I’ve been working on a new APL workspace to read the access logs for this site. Most web hosts make such a log available. Network Solutions, our host, also provides web pages with fancy graphs displaying the number kind of web pages requested by users.
These logs can be a valuable tool in promoting your web site. Once you decipher the file you can determine how many requests you’ve gotten for each post to your blog; you can determine how many users you have; and you may determine what posts were worth your time and effort.
The new workspace is called Web Logs and you can download it with APL-Library at https://sourceforge.net/projects/apl-library.
It took me a while to get to something useful. I kept finding requests that I didn’t think should be counted to get to basic numbers like total numbers of hits.
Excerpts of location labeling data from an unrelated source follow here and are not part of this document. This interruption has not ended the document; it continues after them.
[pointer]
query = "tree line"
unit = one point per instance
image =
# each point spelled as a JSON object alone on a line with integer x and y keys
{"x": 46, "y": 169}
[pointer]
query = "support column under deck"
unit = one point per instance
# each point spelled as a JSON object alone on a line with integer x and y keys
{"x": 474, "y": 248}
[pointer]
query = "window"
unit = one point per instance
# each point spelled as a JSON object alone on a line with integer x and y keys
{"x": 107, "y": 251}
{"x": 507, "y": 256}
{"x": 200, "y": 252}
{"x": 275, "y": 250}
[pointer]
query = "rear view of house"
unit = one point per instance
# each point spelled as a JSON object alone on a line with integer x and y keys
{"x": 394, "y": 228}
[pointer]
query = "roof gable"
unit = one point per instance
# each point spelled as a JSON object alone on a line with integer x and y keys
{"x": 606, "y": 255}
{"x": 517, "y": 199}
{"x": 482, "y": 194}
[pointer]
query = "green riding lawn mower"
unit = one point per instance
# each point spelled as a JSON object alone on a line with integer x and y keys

If you look at the top of this page you’ll see the Daly Web and Edit logo, an image. Each time your browser requests a page, it can potentially request that JPEG file. That second request is in the access file along with the first for the HTML. We only want to count one.
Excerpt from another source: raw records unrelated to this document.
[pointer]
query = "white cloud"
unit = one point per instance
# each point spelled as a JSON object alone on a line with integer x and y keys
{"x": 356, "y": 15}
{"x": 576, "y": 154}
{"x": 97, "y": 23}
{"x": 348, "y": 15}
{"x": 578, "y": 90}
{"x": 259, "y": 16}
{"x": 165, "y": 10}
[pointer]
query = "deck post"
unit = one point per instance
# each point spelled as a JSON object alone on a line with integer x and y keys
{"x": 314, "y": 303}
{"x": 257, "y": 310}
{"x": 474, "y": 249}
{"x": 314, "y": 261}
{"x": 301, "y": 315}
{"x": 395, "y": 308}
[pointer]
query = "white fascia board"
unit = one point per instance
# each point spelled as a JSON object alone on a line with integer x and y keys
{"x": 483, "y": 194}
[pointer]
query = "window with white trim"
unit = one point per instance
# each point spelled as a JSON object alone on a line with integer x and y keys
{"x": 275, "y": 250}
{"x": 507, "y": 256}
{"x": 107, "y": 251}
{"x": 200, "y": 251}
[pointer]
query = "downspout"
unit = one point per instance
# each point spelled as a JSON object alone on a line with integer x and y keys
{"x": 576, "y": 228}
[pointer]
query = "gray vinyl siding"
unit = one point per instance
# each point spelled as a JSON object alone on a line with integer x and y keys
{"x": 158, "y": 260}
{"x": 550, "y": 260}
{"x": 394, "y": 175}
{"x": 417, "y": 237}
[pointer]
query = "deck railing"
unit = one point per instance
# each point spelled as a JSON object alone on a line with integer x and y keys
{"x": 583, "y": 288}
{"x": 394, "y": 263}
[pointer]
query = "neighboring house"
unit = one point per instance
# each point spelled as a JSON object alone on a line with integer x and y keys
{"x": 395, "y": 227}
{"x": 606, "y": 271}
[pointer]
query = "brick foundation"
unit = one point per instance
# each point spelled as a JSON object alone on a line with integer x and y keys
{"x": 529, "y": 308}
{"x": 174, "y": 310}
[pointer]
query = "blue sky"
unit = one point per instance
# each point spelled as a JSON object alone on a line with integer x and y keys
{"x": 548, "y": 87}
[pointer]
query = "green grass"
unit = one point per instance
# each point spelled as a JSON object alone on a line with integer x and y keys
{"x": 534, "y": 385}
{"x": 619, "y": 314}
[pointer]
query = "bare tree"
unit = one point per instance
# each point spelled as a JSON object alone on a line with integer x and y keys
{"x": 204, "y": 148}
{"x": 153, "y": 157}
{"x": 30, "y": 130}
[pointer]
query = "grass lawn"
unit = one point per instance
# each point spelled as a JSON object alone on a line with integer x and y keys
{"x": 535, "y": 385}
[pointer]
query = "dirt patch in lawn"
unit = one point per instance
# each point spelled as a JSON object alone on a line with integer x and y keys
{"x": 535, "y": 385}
I kept writing predicates, which what the computer scientist call a function that returns true or false. The truth that I was seeking feels more like an opinion than a matter of fact. Computer programs deal only in facts.
On one day last week we posted ‘Clerk of Bucks Quarterly Meeting’. I wrote the post and returned to edit it several times. Then I turned it over to Kate who edited the posts again saving it several times. I could guess that many of the requests logged that day were actually Kate and I preparing the post for publication. How to exclude? I noticed that all the requests came from the same web address. A little looking and I concluded that the address must be our router so I excluded them.
On the same day, about the same time there were requests I just didn’t understand. All from the same web address all calling a program ‘/wordpress1/wp-cron.php’. I did some research on WordPress. Apparently WordPress needs to do housekeeping on occasion. WordPress triggers this housekeeping when actual requests are made. I excluded these based on the web address.
I came up with four rules.
1. An actual web page was returned. Errors occur and there is a code for success.
2. The request is not a search engine spider. This predicate is beyond the scope of the blog. Its probably not right either, but I haven’t caught it in any errors
3. Exclude style sheets and graphics
4. Exclude requests from the Daly’s and those created by WordPress itself.
I get a result which I like to believe. I still think the whole thing is a matter of opinion while all I have is facts. Some of those facts are past opaque. One datum delivered with each entry is the agent. As best that I can tell this is the name of the program that actually made the request. Its how I identify the search engine requests. Looking at the actual data, especially the entries that survive my four tests, there is much more to this field if only obfuscation.
If I look at the fancy colored graphs the Network Solutions provides, I get comparable results to my own algorithms. It settling for that.